On Tue, Jul 10, 2018 at 1:29 PM, David Major <
dma...@mozilla.com> wrote:
> Bug 1443590 is switching our official Windows builds to use clang-cl
> as the compiler.
>
> Please keep an eye out for regressions and file a blocking bug for
> anything that might be fallout from this change. I'm especially
> interested in hearing about the quality of the debugging experience.
>
> It's possible that the patch may bounce and we'll go back and forth to
> MSVC for a while. You can check your build's compiler at
> `about:buildconfig`. Treeherder is running an additional set of MSVC
> jobs on mozilla-central to make sure we can fall back to a green MSVC
> if needed.
>
> Watch for more toolchain changes to come. The next steps after this
> will be to switch to lld-link and enable ThinLTO. That will open the
> door to a cross-language LTO that could inline calls between Rust and
> C++. In the longer term we can look into cross-compiling from Linux.
>
> But for now, shipping our most-used platform with an open-source
> compiler is a huge milestone in and of itself.

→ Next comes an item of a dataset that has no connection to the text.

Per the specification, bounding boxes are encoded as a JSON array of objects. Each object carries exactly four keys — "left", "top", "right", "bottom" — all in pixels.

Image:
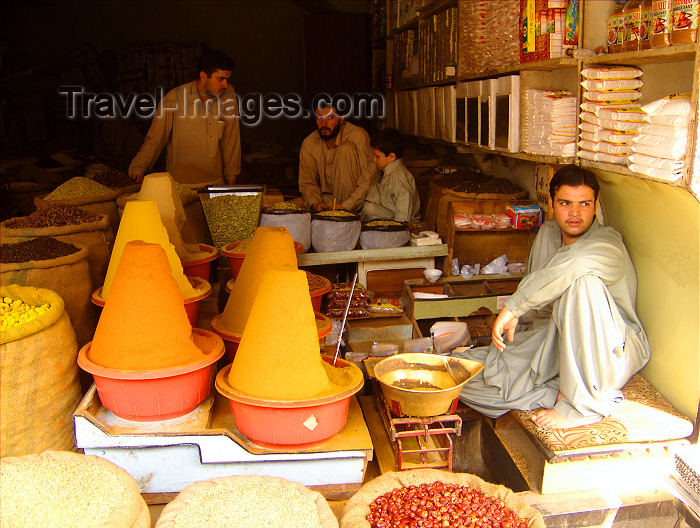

Big thanks to everyone
> who has contributed to this effort on the Mozilla side, and also big
> thanks to the developers of LLVM and Chromium who helped make clang on
> Windows a realistic possibility.
>
A lot of people have wanted to see this day for years (for various reasons
- an open source toolchain, potential for cross compiling, unified
toolchains across platforms, etc). This is a *major* milestone. And while
the transition will likely have a few bumps, the payoff should be well
worth it.
Thank you to everyone who helped us get here. From the initial work to
support Clang on Windows a few years ago. To the upstream work that was put
into LLVM and Clang (especially by Google/Chromium). To those that worked
through all the issues to transition the compiler today. This was a
significant effort by a lot of people. We should all be ecstatic we're
finally crossing this bridge. I know I am! Congratulations!